The ease with which children learn has always been mentioned, but what is it that makes them so effective at observing and repeating the stimuli that surround them? Many scientists mention in their hypotheses that it is the neuronal capacity that these children possess but, others mention that it is very important how this neuronal network is stimulated, although children have a greater cognitive capacity in this first stage, just as a plasticine must be moulded, sculpted if you like, then polished, the interaction that these children have in the first stage is crucial to have a better development, for example. This is the case of children who in the first stage have a good stimulation of their parents, this ña constant parents to interact frequently with your child, creating the classic "take and give me" the child sends signals to parents through gestures, words and parents respond to their children, thus the child gets what he wants, his neuron acquire greater interaction between it expanding their cognitive ability.
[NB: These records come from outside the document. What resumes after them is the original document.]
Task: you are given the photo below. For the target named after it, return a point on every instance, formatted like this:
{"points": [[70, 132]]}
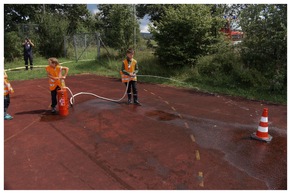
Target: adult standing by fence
{"points": [[27, 53]]}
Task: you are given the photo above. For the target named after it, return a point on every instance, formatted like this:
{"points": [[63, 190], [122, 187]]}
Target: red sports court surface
{"points": [[178, 139]]}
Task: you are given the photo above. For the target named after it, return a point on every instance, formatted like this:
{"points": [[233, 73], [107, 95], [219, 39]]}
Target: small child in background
{"points": [[7, 91], [54, 73]]}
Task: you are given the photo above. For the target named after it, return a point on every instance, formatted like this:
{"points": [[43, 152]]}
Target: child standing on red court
{"points": [[54, 73], [7, 91], [129, 76]]}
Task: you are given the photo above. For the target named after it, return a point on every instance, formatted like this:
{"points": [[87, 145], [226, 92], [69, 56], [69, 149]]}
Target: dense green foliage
{"points": [[188, 45], [264, 50], [184, 34]]}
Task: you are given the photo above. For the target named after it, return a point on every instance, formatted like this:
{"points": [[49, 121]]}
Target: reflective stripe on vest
{"points": [[55, 73], [7, 87]]}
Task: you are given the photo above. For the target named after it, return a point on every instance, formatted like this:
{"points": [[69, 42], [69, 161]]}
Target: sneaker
{"points": [[8, 117], [53, 110]]}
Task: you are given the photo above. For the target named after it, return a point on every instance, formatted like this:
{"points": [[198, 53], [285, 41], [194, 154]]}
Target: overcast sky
{"points": [[143, 22]]}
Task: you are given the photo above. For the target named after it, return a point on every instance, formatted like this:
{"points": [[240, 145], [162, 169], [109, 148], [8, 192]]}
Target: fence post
{"points": [[98, 45], [75, 47]]}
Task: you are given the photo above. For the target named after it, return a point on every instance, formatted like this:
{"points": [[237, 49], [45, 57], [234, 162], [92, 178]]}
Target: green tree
{"points": [[51, 32], [265, 45], [183, 34]]}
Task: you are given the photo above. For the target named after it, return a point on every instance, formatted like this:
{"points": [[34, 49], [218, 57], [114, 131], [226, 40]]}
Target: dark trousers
{"points": [[132, 86], [30, 58], [54, 96], [6, 102]]}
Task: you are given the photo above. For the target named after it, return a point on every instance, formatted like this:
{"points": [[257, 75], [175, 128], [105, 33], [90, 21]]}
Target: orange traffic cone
{"points": [[262, 132]]}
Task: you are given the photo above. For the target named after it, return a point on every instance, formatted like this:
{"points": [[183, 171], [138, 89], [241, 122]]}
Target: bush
{"points": [[12, 46]]}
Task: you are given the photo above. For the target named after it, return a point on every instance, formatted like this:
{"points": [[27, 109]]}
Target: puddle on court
{"points": [[161, 115]]}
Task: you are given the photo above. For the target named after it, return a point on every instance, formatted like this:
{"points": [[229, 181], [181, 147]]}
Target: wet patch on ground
{"points": [[161, 115]]}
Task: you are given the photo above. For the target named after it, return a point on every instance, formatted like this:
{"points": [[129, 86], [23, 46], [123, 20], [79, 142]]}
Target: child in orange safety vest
{"points": [[7, 91], [128, 73], [54, 73]]}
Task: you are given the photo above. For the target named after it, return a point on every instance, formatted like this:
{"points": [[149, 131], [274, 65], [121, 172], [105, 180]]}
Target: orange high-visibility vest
{"points": [[7, 88], [55, 72], [126, 78]]}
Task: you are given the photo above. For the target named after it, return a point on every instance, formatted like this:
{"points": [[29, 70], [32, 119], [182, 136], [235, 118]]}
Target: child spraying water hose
{"points": [[54, 73], [129, 76]]}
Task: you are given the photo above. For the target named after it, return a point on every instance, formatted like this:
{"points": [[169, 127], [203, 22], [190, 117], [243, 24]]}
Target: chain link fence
{"points": [[85, 46]]}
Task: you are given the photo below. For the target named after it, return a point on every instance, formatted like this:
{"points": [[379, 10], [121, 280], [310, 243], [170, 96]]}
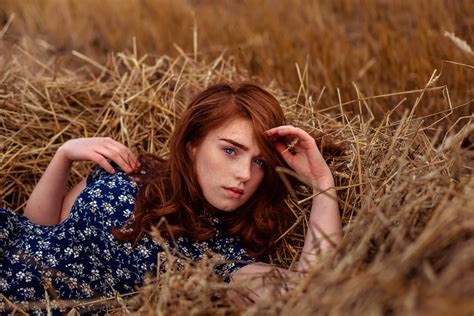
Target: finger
{"points": [[294, 135], [119, 155], [284, 152], [125, 158]]}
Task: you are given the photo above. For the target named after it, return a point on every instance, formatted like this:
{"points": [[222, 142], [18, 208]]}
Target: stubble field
{"points": [[386, 87]]}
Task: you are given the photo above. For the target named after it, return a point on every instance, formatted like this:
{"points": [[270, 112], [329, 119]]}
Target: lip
{"points": [[234, 193]]}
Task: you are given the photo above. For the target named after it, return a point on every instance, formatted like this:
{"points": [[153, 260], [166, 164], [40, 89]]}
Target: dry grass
{"points": [[405, 180], [377, 46]]}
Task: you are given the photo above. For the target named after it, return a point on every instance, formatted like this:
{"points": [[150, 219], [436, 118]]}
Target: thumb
{"points": [[284, 152]]}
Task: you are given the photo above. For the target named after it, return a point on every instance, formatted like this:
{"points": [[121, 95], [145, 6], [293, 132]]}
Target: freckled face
{"points": [[228, 165]]}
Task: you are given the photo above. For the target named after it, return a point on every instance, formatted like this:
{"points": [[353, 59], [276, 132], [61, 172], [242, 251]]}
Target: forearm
{"points": [[45, 202], [324, 229]]}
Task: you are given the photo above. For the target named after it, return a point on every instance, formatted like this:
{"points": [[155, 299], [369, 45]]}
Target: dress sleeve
{"points": [[9, 226]]}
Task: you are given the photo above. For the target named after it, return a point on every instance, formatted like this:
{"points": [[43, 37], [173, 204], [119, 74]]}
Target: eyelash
{"points": [[231, 151]]}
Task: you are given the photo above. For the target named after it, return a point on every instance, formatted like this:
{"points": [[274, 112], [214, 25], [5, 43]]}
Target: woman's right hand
{"points": [[100, 150]]}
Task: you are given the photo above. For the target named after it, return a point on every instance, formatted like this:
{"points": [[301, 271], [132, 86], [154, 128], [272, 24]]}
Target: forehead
{"points": [[239, 130]]}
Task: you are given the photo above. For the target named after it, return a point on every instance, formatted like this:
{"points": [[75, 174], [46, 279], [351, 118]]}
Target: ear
{"points": [[191, 149]]}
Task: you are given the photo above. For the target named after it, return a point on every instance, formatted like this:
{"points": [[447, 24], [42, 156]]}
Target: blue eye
{"points": [[229, 151], [260, 162]]}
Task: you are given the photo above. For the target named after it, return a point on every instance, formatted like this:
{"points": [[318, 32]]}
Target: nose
{"points": [[243, 171]]}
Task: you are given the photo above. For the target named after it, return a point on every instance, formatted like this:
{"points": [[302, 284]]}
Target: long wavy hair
{"points": [[169, 188]]}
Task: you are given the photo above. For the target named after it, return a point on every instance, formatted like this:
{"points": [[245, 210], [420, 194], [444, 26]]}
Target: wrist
{"points": [[62, 156], [323, 182]]}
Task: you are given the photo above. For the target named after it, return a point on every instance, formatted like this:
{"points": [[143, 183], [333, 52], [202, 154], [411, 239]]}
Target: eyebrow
{"points": [[233, 142]]}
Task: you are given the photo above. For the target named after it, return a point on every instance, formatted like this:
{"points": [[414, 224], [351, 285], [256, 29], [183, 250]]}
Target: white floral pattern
{"points": [[81, 259]]}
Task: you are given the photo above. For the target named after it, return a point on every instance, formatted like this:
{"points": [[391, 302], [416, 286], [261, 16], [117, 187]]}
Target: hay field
{"points": [[401, 133]]}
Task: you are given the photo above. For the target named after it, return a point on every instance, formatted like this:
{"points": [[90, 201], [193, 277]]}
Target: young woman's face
{"points": [[228, 165]]}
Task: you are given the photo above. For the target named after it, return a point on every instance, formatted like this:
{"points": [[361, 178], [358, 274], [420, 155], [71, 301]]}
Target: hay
{"points": [[405, 194]]}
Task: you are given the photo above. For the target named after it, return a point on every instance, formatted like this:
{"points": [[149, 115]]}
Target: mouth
{"points": [[234, 193]]}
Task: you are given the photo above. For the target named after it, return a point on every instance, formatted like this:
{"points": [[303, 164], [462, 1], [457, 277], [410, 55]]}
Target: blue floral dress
{"points": [[81, 259]]}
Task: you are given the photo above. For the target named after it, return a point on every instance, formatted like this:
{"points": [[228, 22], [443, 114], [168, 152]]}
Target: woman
{"points": [[217, 191]]}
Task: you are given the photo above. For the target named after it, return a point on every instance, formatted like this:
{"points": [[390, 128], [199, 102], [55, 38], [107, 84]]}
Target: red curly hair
{"points": [[170, 189]]}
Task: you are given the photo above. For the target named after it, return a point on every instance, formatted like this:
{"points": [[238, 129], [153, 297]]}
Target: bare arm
{"points": [[45, 202], [49, 204], [324, 229]]}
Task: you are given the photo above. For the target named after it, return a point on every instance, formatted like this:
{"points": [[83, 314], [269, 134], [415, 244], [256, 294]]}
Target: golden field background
{"points": [[403, 169], [380, 47]]}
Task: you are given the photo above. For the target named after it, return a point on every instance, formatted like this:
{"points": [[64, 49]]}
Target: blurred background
{"points": [[376, 47]]}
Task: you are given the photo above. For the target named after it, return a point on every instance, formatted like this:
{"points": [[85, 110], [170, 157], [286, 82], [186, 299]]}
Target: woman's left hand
{"points": [[305, 160]]}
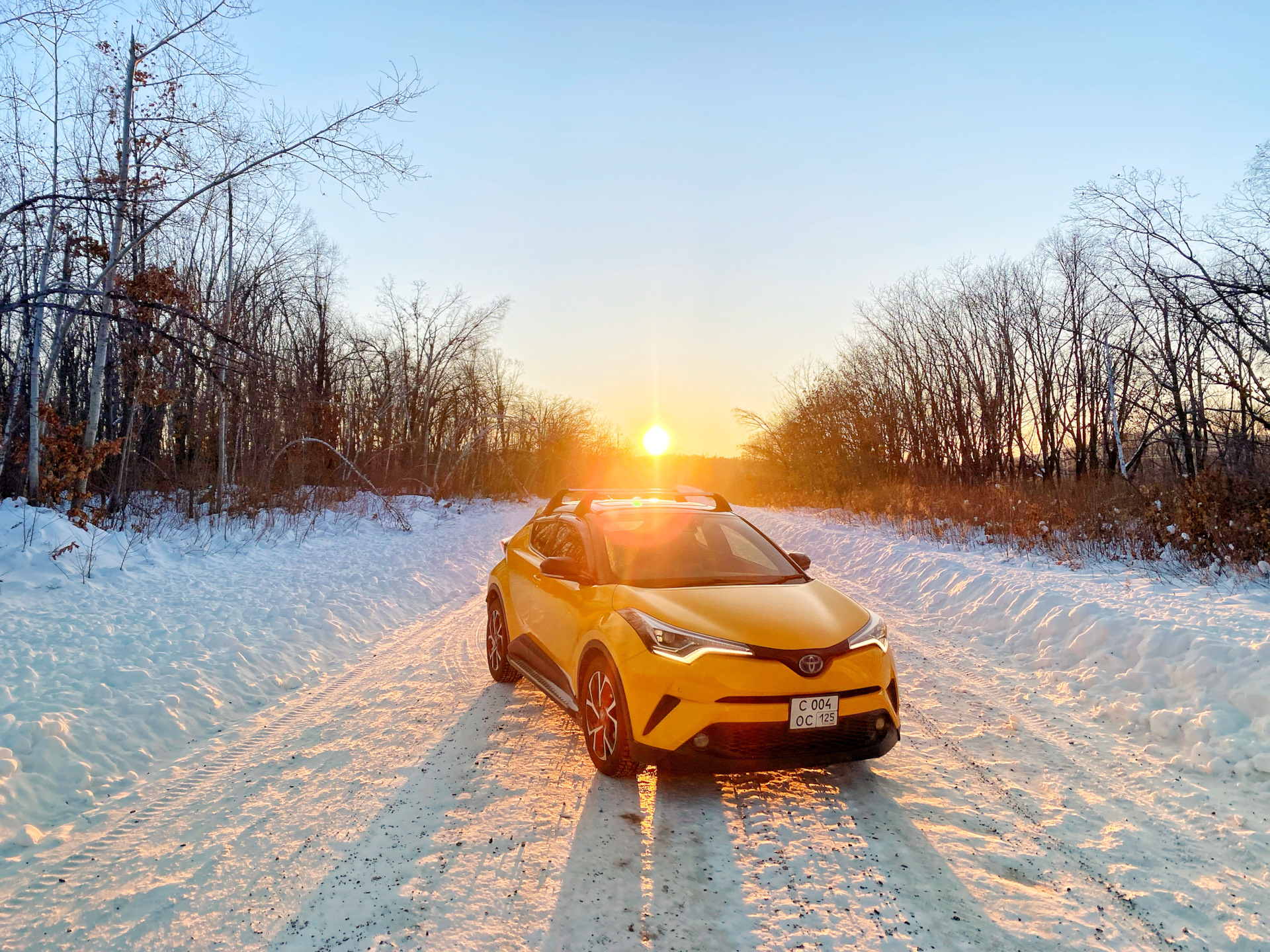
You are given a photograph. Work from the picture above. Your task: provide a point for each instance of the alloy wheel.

Now what we refer to as cognitive processes. It is to compare actions, i.e. in a group game making sand castles they could observe and compare which castle is bigger and more beautiful. Exchanging and negotiating ideas to agree on different contents of the game. Keep "in mind" the rules and objectives of the game Focus on their task, i.e. they mostly tend to be very competitive and take group games very seriously and always aim to win and be the best. Establish relationships and combinations, i.e. in a game of blocks they have the ability to organise each block by size and colour. 

So we can say that from our earliest stages we are already moulded by the interaction we have with our environment. What happens if the opposite is true? It has been observed that these children who have not had the same interaction as others, or who have had it but in greater proportion, are potentially withdrawn children, with little ability to socialise, suffering from a lack of affection that is not easy to recover.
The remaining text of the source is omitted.